Jeremiah launches into his story of danger and escape. A natural storyteller (a family trait) he regales me with the incident. His poor mom is sitting there almost in tears as she ponders her youngest baby boy being bear kibble. His dad is torn between pride in the boy and mom’s distress. Me, I can just watch the kid shine, and I celebrate his bravery and good sense with a few words of appreciation and shoot him a deep, knowing smile, because we both sense something big has happened to him. I can see all the good medicine bear has poured into this child. This rite of passage day will never leave Jeremiah, and gifts him with some heroic mettle, which will serve him well his entire life. But he could have been killed or maimed, for realz. Nothing important in life is ever free or easy. But being unwilling to take the chance, to pay the price, is certain to leave life deeply impoverished.
And there at the table, we all begin to tell our bear stories, from our experience, from science, natural history, from myth and dream. We realize that at our farm, bear seems to have come around in a long season of every 3-4 years, then we don’t see him for a while, then he returns. We remember the Grandfather Kiaio (Bear) song from lodge and go out on the porch and sing it lustily. This kind of process is called “renewing medicine” and it’s sort of like what happens around the Thanksgiving table. People begin to tell the stories of the family, and doing so, we “re-wrap” ourselves in the narratives, memories, feelings, laughter, relationships, and of the shared adventure of being a family. In this way, the connective tissue, the “basket” of the family is strengthened, repaired and renewed.
In this same way, sharing stories about natural phenomena and beings and our relationships, reconnects us with them and with each other and is actually an important technique in relating to the world in a sacred and dialogic way. The next morning, the family gets up at dawn and does a ceremony for bear and thanks him, and acknowledges his place, but also asks for boundaries and respect.

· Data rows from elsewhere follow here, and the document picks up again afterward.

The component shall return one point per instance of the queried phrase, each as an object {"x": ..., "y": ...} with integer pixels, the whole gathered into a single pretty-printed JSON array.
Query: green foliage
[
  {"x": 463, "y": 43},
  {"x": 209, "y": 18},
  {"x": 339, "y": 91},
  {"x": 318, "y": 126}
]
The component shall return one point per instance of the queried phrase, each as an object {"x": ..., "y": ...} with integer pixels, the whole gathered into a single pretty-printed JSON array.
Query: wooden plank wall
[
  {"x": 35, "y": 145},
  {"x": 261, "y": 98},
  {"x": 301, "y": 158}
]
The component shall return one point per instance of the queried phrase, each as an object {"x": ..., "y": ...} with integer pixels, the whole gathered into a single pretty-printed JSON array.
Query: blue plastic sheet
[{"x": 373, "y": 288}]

As I write it’s been a few days since the incident, and there’s been no further sign of him in the neighborhood. But the salmon skin and bones from dinner a few nights ago is aging and getting pretty funky in my kitchen trash can. I’ve been reluctant to put the trash out with such tempting, smelly noms in it. If I can smell it a hundred feet away, how far away will bear have to be to miss it? Hundreds of yards? A mile? But trash collection day is about 4 days off, and I start to wonder whether I’d rather have bear tip over my outside garbage for treats or make himself at home in my kitchen for a little fishy feast?